Contributed by
Vijay Fafat
An excellent book for 4th — 5th graders but one I would recommend for all teachers and students. Written as an interlaced, first-person account of two young girls — Aphrodite, who is a math prodigy and Mindy, who doesn't quite understand the fuss about mathematics. Aphrodite is discovered early to have an IQ of 204 and speeds through school, ending up as a 13-year old Harvard math graduate student (frequently working on concepts like Navier-Stokes equations over lunch). Mindy has her own strengths, even in math (where she's good at word problems) and is a chamionship-level baton-twirler. An unlikely alliance gets struck between them when Aphrodite decides to become a supplemental remedial math teacher at her old school. She has this theory that anyone can become “a math wiz…or at least math wizish” if only they are taught in a personalize way (her formula: E + C = MW; Effort + Confidence = Math Wiz). To prove this, she starts working with a group of students weak in math.
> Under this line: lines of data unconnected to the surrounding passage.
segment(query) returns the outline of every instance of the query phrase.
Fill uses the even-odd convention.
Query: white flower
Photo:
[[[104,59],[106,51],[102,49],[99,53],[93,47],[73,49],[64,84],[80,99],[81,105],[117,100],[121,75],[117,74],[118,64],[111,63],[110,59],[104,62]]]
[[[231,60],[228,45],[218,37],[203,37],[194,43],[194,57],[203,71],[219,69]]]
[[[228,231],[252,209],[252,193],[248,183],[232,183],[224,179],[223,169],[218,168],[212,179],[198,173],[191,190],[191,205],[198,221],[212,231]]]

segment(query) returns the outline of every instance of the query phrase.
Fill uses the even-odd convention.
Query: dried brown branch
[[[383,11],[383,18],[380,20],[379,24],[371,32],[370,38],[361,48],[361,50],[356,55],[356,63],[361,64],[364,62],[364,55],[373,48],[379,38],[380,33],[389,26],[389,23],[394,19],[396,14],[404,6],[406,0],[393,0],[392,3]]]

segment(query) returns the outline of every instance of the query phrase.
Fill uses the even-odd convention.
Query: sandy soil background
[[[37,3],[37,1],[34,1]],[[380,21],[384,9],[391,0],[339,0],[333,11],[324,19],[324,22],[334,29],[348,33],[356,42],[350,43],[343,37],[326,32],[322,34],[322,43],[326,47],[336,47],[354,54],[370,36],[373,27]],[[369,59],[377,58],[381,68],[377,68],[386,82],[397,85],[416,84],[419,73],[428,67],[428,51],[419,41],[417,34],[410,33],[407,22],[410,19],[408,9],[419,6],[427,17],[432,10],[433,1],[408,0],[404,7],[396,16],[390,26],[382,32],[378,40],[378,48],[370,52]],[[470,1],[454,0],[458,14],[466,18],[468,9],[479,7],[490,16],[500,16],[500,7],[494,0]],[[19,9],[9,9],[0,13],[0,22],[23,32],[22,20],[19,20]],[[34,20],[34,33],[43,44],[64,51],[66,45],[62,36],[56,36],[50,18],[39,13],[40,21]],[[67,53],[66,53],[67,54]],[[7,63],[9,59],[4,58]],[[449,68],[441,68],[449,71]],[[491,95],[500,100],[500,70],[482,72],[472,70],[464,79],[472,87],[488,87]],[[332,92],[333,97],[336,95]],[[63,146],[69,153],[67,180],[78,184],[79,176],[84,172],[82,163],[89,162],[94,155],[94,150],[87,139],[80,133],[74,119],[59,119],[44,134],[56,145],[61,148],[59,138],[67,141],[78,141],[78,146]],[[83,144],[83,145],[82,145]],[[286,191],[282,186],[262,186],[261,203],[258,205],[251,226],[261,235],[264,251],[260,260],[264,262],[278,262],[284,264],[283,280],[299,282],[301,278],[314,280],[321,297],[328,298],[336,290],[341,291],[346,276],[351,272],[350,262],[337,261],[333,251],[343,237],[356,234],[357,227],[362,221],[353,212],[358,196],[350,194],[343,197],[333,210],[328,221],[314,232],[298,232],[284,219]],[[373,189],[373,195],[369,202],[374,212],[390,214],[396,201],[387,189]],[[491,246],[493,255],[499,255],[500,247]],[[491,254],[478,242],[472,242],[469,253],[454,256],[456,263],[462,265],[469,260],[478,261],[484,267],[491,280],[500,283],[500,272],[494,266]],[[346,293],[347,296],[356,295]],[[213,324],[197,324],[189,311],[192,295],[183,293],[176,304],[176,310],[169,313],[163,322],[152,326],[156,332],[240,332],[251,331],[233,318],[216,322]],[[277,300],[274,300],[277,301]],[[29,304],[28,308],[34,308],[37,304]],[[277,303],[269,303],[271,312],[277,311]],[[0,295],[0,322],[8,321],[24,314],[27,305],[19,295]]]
From this premise, the novel goes on to explore her struggle to be an effective teacher and establish respect amongst students who are her peers, Mindy's conflicting desires to “fit in” with her fashion-savvy friends and her new-found atttraction to math, their growing but awkward friendship, the self-confidence of the “boneheads” in the class, etc, all of which culminate in a rousing inter-school “Great Math Showdown” competition. Very sensitively written (with expected but needed contrivances and cliches); I'm sure many will find some amount of inspiration in the book.
Two small excerpts:
Mindy:
“When you think about it, Math is like a foreign language, and I'm not bilingual so it's not my fault I stink at it”
Aphrodite:
“I have been so focused on showing off my math skills that I'm afraid I haven't been a very good teacher. Instead of earning their respect, I've bored them into such stupor they don't have the energy to complain” [She had started off with high-flying rhetoric which completely flummoxed her students: “Mathematics is finite and infinite. It forces us to ask why and how, which gives meaning and depth to our lives. It is the only learned discipline where one can achieve absolute truth. We'll begin with an analysis of Lakatos's philosophy of mathematics”, to which a student said, “All I want to know is enough to pass eighth grade. You ever teach fractions?”. Her earnest talk about “the heart and soul of mathematics” serves only to alienate the students further.]